Three women eat a salad together during their lunch break.
When ordering meals in advance, the likelihood of making indulgent purchases is drastically reduced. (For Spectrum Health Beat)

You might be able to cut your calorie intake by ordering meals before you’re actually hungry, a new study suggests.

Researchers examined the lunch orders of 690 employees using a corporate cafeteria and 195 university students choosing catered lunch options.

The participants selected high-calorie meals when they ordered their lunches immediately before eating, but lower-calorie meals when they placed their orders an hour or more before lunch.

The findings suggest a new way to combat the obesity epidemic in the United States, according to the researchers.

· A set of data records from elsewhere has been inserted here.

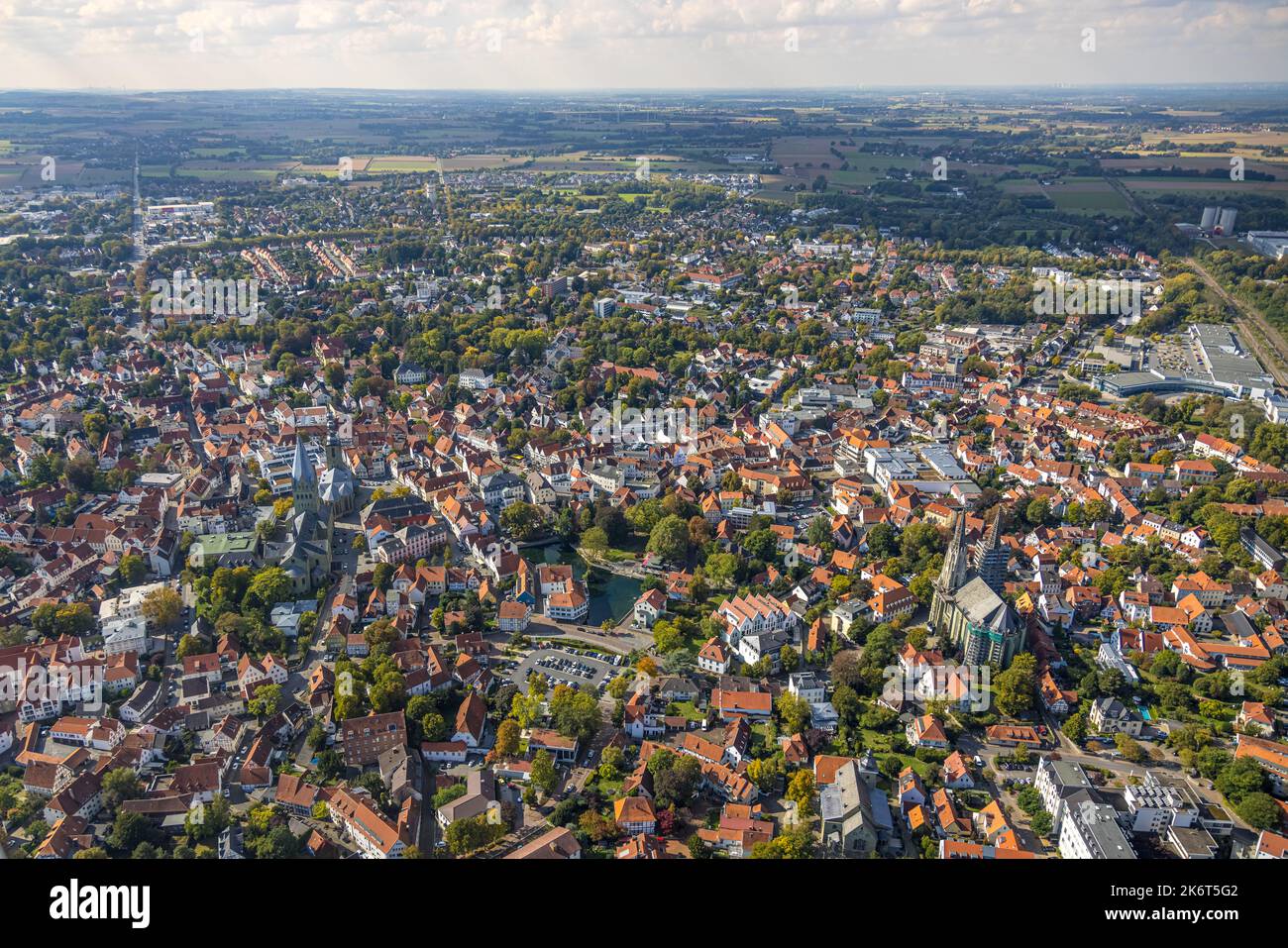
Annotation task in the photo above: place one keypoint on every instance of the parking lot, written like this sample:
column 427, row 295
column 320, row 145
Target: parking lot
column 562, row 666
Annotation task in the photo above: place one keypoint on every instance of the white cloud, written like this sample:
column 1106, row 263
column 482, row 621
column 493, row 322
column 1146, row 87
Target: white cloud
column 636, row 43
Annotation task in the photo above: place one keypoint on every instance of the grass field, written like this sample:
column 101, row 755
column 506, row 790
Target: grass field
column 402, row 163
column 477, row 162
column 1076, row 194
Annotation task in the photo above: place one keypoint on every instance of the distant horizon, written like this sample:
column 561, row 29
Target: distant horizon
column 563, row 46
column 656, row 90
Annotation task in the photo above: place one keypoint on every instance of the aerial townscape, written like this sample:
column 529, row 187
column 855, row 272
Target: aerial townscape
column 864, row 474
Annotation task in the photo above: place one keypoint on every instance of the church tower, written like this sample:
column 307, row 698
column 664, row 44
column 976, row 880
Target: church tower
column 304, row 480
column 334, row 453
column 992, row 557
column 953, row 574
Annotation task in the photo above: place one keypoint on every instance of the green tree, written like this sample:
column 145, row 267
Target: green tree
column 669, row 540
column 800, row 791
column 545, row 777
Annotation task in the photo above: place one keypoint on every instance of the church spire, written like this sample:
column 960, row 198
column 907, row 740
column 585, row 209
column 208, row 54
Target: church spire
column 953, row 575
column 301, row 468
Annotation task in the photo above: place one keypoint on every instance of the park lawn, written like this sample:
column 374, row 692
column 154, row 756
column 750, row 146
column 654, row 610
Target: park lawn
column 690, row 710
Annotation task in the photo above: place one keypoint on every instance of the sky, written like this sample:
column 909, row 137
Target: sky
column 635, row 44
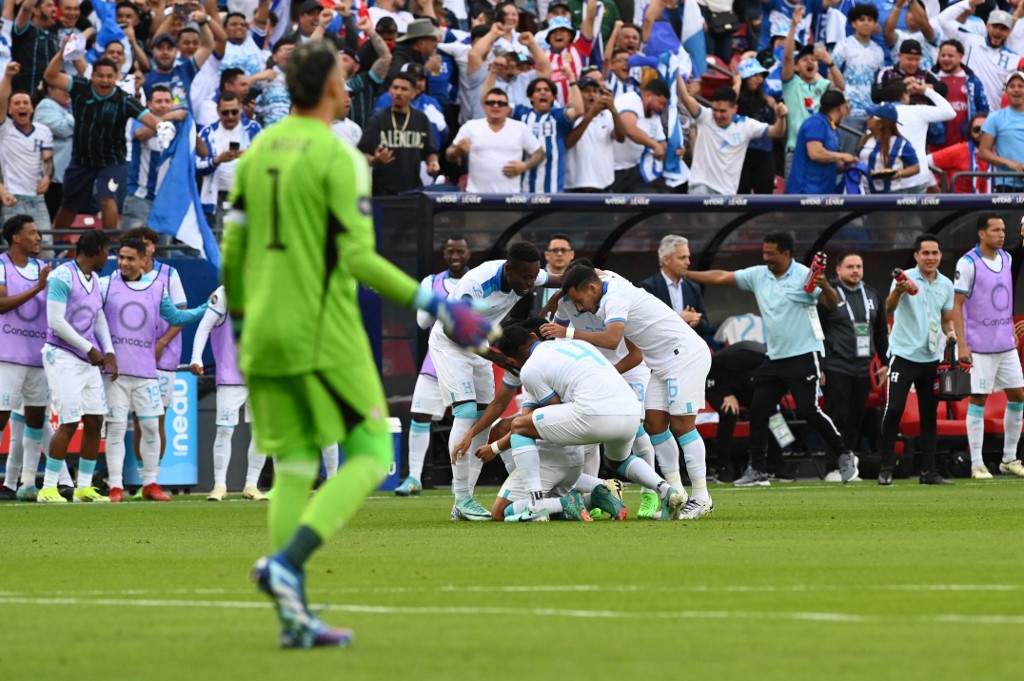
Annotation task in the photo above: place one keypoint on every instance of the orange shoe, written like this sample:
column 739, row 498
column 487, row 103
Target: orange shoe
column 153, row 493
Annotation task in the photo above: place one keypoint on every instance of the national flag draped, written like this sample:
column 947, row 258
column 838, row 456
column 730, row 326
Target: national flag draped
column 176, row 210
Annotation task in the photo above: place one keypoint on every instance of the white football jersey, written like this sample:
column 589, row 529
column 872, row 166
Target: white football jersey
column 577, row 373
column 484, row 283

“Our results show that ordering meals when you’re already hungry and ready to eat leads to an overall increase in the number of calories ordered, and suggest that by ordering meals in advance the likelihood of making indulgent purchases is drastically reduced,” said study author Eric VanEpps. He is a postdoctoral researcher in the Center for Health Incentives and Behavioral Economics at the University of Pennsylvania.

“The implication is that restaurants and other food providers can generate health benefits for their customers by offering the opportunity to place advance orders,” he said in a university news release.

“These findings provide one more piece of evidence that decisions made in the heat of the moment are not as farsighted as those made in advance,” said study senior author George Loewenstein, a professor of economics and psychology at Carnegie Mellon University in Pittsburgh.

“For example, people who plan to practice safe sex often fail to do so when caught up in the act, and people who, in dispassionate moments, recognize the stupidity of road rage nevertheless regularly succumb to it. Unfortunately, pre-commitment strategies are more feasible when it comes to diet than to many other ‘hot’ behaviors,” Loewenstein noted.

The findings were published recently in the Journal of Marketing Research.